И тогда кое-кто сделал ей предложение.
– Вот, – сказала она.
– Именно, – сказал я.
У Сары дробно стучали зубы, и я вдруг осознал, как же долго мы просидели здесь. И как много еще нужно сделать.
– Пожалуй, я лучше отвезу тебя домой, – сказал я, вставая.
Однако, вместо того чтобы подняться следом, она лишь крепче вжалась в скамейку и вся согнулась, обхватив руками живот, словно от боли. Потому что ей и вправду было больно. Когда она снова заговорила, голос ее звучал едва слышно, и мне пришлось присесть на корточки у ее ног, чтобы расслышать, что она говорит. И чем ближе я склонялся, тем ниже опускалась ее голова, избегая моего взгляда.
– Не наказывай меня, Томас, – прошептала она. – Не казни меня за смерть отца – я могу и сама это сделать, без твоей помощи.
– Я не казню тебя, Сара. Я просто хочу отвезти тебя домой – вот и все.
Она подняла голову и посмотрела на меня. Ее снова захлестывал страх.
– Но почему? Мы же вот они – здесь, сейчас. Вместе. Мы можем делать все что хотим. Уехать куда угодно.

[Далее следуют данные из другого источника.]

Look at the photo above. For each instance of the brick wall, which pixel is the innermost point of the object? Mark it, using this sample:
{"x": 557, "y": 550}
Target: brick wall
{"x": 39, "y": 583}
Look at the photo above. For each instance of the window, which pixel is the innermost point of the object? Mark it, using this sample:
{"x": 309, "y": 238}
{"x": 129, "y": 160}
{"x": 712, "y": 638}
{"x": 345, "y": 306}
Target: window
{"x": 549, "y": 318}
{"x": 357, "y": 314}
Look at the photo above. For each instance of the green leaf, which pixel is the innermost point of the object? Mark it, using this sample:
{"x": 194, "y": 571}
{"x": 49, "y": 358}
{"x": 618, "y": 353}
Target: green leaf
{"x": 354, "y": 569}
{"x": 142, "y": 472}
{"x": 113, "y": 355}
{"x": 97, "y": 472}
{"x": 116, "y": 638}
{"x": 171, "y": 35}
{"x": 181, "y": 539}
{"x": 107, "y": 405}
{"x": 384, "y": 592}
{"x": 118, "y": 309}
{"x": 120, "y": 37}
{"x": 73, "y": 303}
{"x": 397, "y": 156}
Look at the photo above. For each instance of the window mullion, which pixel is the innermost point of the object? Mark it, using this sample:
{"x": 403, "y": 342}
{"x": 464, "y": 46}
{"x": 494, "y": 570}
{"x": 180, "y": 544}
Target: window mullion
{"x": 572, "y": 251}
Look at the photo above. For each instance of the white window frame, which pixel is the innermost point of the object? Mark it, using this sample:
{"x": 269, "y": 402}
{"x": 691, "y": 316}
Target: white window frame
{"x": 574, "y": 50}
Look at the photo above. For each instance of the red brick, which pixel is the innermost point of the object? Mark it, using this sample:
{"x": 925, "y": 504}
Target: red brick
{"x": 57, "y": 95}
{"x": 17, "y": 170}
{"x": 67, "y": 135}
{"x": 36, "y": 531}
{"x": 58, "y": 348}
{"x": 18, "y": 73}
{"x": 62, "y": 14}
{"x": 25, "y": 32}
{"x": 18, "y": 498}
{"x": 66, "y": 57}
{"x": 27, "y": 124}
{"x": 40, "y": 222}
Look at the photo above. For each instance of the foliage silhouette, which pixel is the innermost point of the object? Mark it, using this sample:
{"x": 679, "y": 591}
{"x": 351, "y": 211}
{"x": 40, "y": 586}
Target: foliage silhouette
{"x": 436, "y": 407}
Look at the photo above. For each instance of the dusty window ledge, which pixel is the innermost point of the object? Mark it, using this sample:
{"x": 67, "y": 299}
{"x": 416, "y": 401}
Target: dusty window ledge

Я смотрел себе под ноги. Она все еще ничего не поняла.
– И куда же ты хочешь уехать?
– Ну это ведь совсем неважно, так? – Вместе с отчаянием креп и ее голос. – Главное – мы можем. Господи, Томас, ты ведь знаешь... они могли манипулировать тобой, потому что угрожали мне, и манипулировали мной, потому что угрожали тебе. Вот как они это делали. Но теперь – все. Теперь мы можем уехать. Убежать.
Я покачал головой:
– Боюсь, сейчас это уже не так просто. Да в общем-то, никогда и не было просто.
На мгновение я задумался, прикидывая, сколько я могу ей рассказать. Ничего – вот сколько мне следовало ей рассказать. Но... пошло оно все!
– Пойми, Сара, речь идет не только о нас. Исчезни мы сейчас – и погибнут другие люди. Погибнут из-за нас.
– Другие люди? О чем ты? Какие другие люди? Я улыбнулся ей, надеясь хоть чуточку успокоить.
– Сара... Ты и я... Я поежился.
– Что?
Я глубоко вздохнул. Иных слов у меня не было:
– Мы должны поступить правильно.
7
Но нет Востока, и Запада нет, что племя, родина, род, Если сильный с сильным лицом к лицу у края земли встает.
Не стоит ехать в Касабланку, ожидая, что все будет как в известном фильме.
На самом деле, если вы не шибко заняты и ваш рабочий график вам позволяет, не стоит ехать в Касабланку вообще.
Нигерию и соседние с ней прибрежные страны часто называют «подмышкой Африки». По мне, так это несправедливо. Могу сказать по опыту, что народ, культура, природа и пиво в этой части света – просто высший класс! Однако если посмотреть на карту – прищурившись, да в затемненной комнате, да в самый разгар какой-нибудь игры вроде «На что похож этот кусочек побережья?», – то, возможно, вы и в самом деле скажете: мол, да, согласен, Нигерия действительно имеет какую-то отдаленно-подмышечную форму.
Не повезло Нигерии.
Но если Нигерия – подмышка, тогда Марокко – плечо. И если Марокко – плечо, тогда Касабланка – большой, багровый, уродливый прыщ на этом плече – вроде тех, что как назло вскакивают именно в то утро, когда вы с вашей суженой (либо суженым) собираетесь на пляж. Прыщ, который больно трется о бретельку лифчика или подтяжку (в зависимости от того, какого вы рода), и вы клятвенно обещаете себе держаться отныне подальше от свежей зелени.
Касабланка – жирная, беспорядочная и индустриальная; город бетонной пыли и дизельных выхлопов; город, где солнце словно выбеливает цвета вместо того, чтобы делать их ярче. Город, где не на что смотреть, – если только вид полумиллиона бедняков, цепляющихся за жизнь в лачужном муравейнике из картона и рифленого железа – это не то, что заставляет вас паковать сумки и прыгать в самолет. Насколько мне известно, там даже нет ни одного музея.